AlixPartners' Analytics Challenge
At AlixPartners, we’re always looking for smart, accomplished, and quick learners with high energy and a demonstrated ability to get results. We put a lot of effort into the screening, interview, and assessment process to ensure not only that you have the right skills and experience, but also that our culture and core values are a good fit for you.
Data analytics is an important capability for our team. To see job descriptions and open positions in this area, please visit the Careers: Search Jobs page of our website and select Digital from the categories dropdown menu.
If you do not find an open position that suits you, but you are still interested in the firm, you may also submit your CV and cover letter to Digital-Recruiting@alixpartners.com.
If you are interested in joining our Digital team, consider taking the AlixPartners’ Analytics Challenge.
Data: at AlixPartners, we deal with a lot of it. Whether it’s parsing terabytes of forensic information in an electronic discovery setting or building a predictive model to improve the revenue forecasting ability for one of our Fortune 500 clients, the circumstances are always different but the challenge remains the same. What actionable insights can we provide, from the data we are able to obtain, to improve our client’s situation—when it really matters?
That’s where you come in. The high-pressure situations we typically operate under are rarely conducive to luxurious, clean, normalized data sets. If you love working with ambiguous, incomplete, duplicative, or otherwise outdated data, then tackling one of our challenges might be for you.
Choose from one or both of the challenges below.
Match the subject line to the problem challenge
Include a narrative describing:
your source code
any required make files
(if your solution requires them)
Challenge #1: P>N
As consultants, we are often required to make inferences based on limited amounts of data. In this dataset, with more variables than observations, traditional tools such as regression may fail.
You'll receive a dataset with 300 random variables (each drawn from [0,1]). A secret algorithm was used to compute a binary target variable based on these data.
The training dataset has 250 rows, and the test dataset has 19,750 rows. The goal is to build a model based on the training dataset that accurately classifies the test dataset. Be careful what variable selection techniques you use, and don’t overfit. You'll be evaluated using>area under the ROC curve.

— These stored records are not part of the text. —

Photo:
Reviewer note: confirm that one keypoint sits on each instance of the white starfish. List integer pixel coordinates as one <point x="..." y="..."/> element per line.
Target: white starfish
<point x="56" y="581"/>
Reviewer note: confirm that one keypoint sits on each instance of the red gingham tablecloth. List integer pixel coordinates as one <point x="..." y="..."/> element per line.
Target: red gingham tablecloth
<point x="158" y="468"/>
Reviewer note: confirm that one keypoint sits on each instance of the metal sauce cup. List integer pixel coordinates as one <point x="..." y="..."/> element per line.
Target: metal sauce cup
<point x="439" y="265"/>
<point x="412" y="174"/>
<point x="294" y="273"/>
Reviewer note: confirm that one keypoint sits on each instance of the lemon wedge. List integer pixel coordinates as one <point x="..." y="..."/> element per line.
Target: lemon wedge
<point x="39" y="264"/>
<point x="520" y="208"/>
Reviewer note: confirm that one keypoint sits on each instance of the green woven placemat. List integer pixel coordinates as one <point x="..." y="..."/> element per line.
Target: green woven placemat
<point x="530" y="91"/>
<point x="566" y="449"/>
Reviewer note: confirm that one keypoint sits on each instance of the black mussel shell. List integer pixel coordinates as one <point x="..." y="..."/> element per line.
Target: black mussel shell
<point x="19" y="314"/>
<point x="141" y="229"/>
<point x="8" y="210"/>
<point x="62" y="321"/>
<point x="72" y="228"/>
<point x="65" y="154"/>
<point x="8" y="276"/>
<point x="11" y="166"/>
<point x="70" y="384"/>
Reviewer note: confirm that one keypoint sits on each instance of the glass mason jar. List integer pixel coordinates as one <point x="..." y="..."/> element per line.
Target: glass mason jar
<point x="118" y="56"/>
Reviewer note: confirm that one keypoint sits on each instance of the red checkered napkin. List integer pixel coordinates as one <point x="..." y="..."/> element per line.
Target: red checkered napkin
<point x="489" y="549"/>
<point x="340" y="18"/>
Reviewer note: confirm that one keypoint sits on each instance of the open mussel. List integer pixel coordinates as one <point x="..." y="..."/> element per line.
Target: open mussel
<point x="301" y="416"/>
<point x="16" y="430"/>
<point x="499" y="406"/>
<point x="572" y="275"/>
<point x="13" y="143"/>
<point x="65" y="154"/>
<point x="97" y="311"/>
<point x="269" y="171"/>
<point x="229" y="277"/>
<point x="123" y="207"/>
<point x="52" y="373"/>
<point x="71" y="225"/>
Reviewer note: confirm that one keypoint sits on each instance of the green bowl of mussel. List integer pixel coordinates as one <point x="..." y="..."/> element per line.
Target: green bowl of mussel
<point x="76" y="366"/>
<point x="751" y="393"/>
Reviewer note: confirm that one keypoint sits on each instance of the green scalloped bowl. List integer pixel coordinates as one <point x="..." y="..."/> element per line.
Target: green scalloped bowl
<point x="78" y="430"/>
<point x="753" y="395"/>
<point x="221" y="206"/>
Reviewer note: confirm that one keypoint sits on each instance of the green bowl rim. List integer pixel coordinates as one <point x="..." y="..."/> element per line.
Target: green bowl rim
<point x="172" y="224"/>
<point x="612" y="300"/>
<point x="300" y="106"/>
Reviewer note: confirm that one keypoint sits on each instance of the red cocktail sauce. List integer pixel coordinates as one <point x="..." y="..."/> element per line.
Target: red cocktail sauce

Submit a brief report describing your methodology and results. Apply your best model to the 19,750 Target_Evaluate rows and submit the probabilities that each is equal to 1. The format of this file must be a comma separated values file (.csv) with 19,750 rows, the first column being the row id, the second being the predicted probabilities.
Challenge #2: Fuzz-ography
Lack of data validation is commonly pinpointed as the most common failure when assessing application security weakness. Employing it correctly, however; has a significant effect on not only ensuring security but also encouraging input completion, efficiency, consistency and the minimization of errors in data captured by information systems.
Understanding these identified benefits raises the obvious question: “Why isn’t good validation employed in all places”? The simple truth is that it isn’t easy. As the demands of data capture and tracking grow, validation rules must be developed in sync. Doing so – on both the client and server side of applications -- is a tedious process and tedium begets errors.
In this problem, you’ll be provided with the input data set that is nearly three million City/Country pairs. To validate this data use the city name and country code from the free world cities database (http://www.geodatasource.com/download). The output of your program should accurately match each entry to its correct/cleaned city spelling and country code.
The output file should be distinct data set (no duplicates) provided as a pipe '|' delimited .txt file. The output file should contain five fields: Input_City, Input_CountryCode, Output_City, Output_CountryCode, Output_BlankCity (Yes/No). Other descriptions or Lat Long pairs may be added as additional output fields.
You’ll be evaluated solely on the basis of a correct match percentage—although we can’t say we won’t give bonus points for geo-coding your results!